Publié

"Ma priorité c’est ma famille": un déserteur ukrainien réfugié en Suisse témoigne

Des milliers d’Ukrainiens en âge de combattre ont fui le pays pour se soustraire à leurs obligations militaires. Témoignage d’un déserteur ukrainien en Suisse
Des milliers d’Ukrainiens en âge de combattre ont fui le pays pour se soustraire à leurs obligations militaires. Témoignage d’un déserteur ukrainien en Suisse / 19h30 / 2 min. / le 4 septembre 2023
En Ukraine, des milliers d'hommes se sont soustraits à leurs obligations militaires en achetant de faux documents à des fonctionnaires corrompus ou à des particuliers. Certains d'entre eux ont trouvé refuge en Suisse. L'un d'entre eux a accepté de témoigner anonymement, pour des raisons de sécurité, auprès de la RTS.

L'homme, de nationalité ukrainienne, est arrivé en Suisse au printemps 2022. Il est âgé d'un peu plus de 30 ans et n'a pas d'enfants. Son pays le considère comme un déserteur. Il l'a quitté avec de faux documents, facturés à 5000 dollars, pour éviter d'être mobilisé sur le front.

"J'ai trouvé une entreprise qui délivre de faux documents aux hommes en âge de combattre et qui veulent traverser la frontière pour quitter l'Ukraine", explique-t-il au micro du 19h30.

Après avoir reçu un permis de camionneur, il a pu quitter le pays. "Je suis sorti avec un camion de marchandises et un itinéraire fictif de Lviv jusqu'en Bulgarie, à Sofia", explique-t-il.

La famille avant tout

Le déserteur dit aimer l'Ukraine et avoir beaucoup de respect pour le président Volodymyr Zelensky, même s'il estime que son pays "est très corrompu". "Je sais que l'équipement envoyé pour l'armée ukrainienne par les autres pays n'arrive pas à 100% à destination", affirme-t-il.
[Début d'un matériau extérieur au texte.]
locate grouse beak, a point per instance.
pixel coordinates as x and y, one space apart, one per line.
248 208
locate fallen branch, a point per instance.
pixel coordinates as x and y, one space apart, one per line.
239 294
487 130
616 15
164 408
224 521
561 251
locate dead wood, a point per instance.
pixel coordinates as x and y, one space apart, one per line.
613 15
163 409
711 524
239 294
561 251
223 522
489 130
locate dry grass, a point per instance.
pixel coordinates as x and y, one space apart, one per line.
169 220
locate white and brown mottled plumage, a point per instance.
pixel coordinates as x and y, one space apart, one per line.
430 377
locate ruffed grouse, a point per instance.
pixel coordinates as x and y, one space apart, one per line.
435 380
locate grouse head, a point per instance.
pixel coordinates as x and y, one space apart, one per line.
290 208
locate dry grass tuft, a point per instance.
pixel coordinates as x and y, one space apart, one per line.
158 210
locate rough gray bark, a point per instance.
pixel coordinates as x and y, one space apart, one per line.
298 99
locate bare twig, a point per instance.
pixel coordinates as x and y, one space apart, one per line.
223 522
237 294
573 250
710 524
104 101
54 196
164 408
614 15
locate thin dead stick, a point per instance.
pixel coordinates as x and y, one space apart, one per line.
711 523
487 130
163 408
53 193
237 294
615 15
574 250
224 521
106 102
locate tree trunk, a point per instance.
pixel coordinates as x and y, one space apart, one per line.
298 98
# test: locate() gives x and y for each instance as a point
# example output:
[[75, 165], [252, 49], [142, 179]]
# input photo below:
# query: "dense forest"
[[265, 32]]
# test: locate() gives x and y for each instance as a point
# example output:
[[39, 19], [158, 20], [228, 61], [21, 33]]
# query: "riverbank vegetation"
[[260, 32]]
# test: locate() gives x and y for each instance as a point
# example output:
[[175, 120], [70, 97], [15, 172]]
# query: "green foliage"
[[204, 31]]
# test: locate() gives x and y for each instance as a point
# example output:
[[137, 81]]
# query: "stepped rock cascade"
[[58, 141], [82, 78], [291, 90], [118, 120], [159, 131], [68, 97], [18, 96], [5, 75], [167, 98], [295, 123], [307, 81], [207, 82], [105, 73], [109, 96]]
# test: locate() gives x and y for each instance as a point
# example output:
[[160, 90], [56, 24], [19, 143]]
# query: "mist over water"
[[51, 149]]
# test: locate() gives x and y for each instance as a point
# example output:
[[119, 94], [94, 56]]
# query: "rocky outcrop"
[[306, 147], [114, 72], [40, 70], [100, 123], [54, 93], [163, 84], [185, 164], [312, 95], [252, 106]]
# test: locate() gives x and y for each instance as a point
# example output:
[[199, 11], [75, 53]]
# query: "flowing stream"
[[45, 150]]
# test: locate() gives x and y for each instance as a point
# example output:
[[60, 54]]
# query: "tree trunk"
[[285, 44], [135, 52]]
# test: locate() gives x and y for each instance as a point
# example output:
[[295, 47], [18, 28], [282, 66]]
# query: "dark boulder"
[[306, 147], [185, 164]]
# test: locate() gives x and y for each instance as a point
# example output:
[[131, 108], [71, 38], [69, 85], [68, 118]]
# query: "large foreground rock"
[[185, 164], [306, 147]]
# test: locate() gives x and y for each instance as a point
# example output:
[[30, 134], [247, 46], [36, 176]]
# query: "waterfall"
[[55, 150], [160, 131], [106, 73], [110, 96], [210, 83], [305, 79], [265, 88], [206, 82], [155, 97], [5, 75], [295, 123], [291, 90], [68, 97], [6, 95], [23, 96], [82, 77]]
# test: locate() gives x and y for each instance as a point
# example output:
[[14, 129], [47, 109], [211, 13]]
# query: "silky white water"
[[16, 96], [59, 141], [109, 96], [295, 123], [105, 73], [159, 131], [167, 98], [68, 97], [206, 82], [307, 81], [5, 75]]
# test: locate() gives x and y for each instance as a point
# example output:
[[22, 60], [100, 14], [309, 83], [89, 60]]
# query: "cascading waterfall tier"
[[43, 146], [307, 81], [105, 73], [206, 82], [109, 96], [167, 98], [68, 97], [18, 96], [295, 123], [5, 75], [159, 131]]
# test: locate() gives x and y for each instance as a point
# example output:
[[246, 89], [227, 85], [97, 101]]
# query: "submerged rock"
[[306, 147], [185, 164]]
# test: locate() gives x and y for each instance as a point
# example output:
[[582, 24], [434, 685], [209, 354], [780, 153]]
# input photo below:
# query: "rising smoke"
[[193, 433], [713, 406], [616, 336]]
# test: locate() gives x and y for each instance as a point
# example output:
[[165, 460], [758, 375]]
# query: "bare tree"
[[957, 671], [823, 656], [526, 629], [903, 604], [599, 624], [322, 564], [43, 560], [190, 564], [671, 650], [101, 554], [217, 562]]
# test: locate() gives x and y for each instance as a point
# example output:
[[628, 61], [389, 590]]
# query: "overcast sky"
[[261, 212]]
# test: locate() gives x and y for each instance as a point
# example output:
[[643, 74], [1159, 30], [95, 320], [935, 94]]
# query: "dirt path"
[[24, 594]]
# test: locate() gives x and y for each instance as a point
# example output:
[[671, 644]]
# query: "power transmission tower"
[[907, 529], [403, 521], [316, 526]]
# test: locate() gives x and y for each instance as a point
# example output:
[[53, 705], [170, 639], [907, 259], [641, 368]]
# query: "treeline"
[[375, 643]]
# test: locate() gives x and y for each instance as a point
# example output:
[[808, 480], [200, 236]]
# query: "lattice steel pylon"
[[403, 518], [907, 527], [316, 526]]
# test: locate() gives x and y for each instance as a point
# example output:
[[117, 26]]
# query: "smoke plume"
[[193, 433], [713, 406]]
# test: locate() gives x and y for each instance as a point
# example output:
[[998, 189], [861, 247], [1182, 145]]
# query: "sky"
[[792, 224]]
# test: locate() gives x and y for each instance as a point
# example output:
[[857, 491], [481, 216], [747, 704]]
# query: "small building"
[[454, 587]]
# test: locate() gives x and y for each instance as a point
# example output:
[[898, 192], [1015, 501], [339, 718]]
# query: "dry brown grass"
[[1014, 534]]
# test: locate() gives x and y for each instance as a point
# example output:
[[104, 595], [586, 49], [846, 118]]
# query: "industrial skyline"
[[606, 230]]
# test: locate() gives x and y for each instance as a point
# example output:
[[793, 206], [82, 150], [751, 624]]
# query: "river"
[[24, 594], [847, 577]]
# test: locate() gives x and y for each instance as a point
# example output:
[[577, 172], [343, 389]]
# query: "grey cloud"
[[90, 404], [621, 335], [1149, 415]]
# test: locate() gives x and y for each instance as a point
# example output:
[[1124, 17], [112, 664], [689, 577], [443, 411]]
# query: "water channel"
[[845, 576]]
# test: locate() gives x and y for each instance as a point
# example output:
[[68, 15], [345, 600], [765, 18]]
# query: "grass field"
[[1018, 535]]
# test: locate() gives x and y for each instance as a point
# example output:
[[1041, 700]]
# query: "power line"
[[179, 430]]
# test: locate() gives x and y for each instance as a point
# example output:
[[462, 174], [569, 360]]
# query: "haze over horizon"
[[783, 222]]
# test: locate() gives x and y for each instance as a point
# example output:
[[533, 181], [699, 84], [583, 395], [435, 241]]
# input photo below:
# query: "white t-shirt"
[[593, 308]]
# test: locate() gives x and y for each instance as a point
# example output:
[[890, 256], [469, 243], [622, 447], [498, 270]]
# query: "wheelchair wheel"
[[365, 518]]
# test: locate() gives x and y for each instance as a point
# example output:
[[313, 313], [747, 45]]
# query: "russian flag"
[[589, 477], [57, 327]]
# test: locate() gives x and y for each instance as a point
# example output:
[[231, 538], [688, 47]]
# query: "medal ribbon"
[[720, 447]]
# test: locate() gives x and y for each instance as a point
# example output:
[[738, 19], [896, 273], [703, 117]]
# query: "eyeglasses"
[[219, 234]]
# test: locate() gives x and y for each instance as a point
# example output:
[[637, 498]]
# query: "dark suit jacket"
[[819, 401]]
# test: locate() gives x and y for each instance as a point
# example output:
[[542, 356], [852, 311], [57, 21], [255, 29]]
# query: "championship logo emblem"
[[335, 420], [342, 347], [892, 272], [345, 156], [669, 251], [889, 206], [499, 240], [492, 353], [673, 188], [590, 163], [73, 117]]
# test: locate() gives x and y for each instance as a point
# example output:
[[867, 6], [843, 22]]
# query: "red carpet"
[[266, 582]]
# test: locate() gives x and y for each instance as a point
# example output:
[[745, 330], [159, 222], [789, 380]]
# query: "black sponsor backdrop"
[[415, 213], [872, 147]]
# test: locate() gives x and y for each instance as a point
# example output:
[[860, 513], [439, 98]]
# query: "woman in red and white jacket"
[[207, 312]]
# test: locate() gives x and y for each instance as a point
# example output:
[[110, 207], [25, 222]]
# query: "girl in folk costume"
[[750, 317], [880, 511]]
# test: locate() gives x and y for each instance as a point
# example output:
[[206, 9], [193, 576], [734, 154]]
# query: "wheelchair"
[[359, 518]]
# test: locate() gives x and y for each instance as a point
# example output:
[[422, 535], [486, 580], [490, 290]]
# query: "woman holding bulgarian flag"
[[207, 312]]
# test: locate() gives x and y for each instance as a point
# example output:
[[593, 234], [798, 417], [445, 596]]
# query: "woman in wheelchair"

Il a donc fait le choix de partir, car sa famille passe avant tout. "J'ai décidé de ne pas aller à l'armée, car ma priorité c'est ma famille, à savoir ma mère qui vit seule en Ukraine", raconte l'homme, qui dit que sa fuite était mûrement réfléchie. "Et si je vais à la guerre, je serai tué et personne ne pourra l'aider, notamment financièrement", poursuit-il.

Perception négative

A son arrivée en Suisse, l'homme a été accueilli dans une association vaudoise de soutien à la population ukrainienne, où il croise notamment des épouses de militaires. Sa désertion passe mal auprès de certaines d'entre elles.

"Beaucoup d'Ukrainiennes réfugiées en Suisse sont fâchées parce que leurs maris et leurs enfants ne peuvent pas passer la frontière et doivent rester au pays pour faire la guerre", explique Galina Storozhenko, une réfugiée ukrainienne. "Alors ces hommes qui fuient et désertent sont forcément mal perçus."

Le déserteur affirme toutefois ne pas ressentir cette perception négative. "Et même si cela devait être le cas, je n'y prêterais pas trop d'attention car c'est ma vie et j'en fais ce que je veux, peu importe ce que les autres en pensent", ajoute-t-il.

En Suisse, on compte 37% d'hommes parmi les réfugiés ukrainiens. Ils bénéficient tous du statut de protection "S". Il est impossible de savoir combien d'entre eux sont déserteurs, car la Suisse ne demande pas aux réfugiés ukrainiens s'ils ont désertés ou non.

>> Relire : Le statut de protection "S" pour les Ukrainiens en Suisse est maintenu jusqu'en mars 2024

Du côté de l'Ukraine, Volodymyr Zelensky a annoncé le 11 août dernier des mesures pour lutter contre les désertions et la corruption. Il a dit avoir congédié tous les responsables régionaux chargés du recrutement militaire. Le témoin du 19h30 risque une peine de 12 ans d'emprisonnement en cas de retour au pays.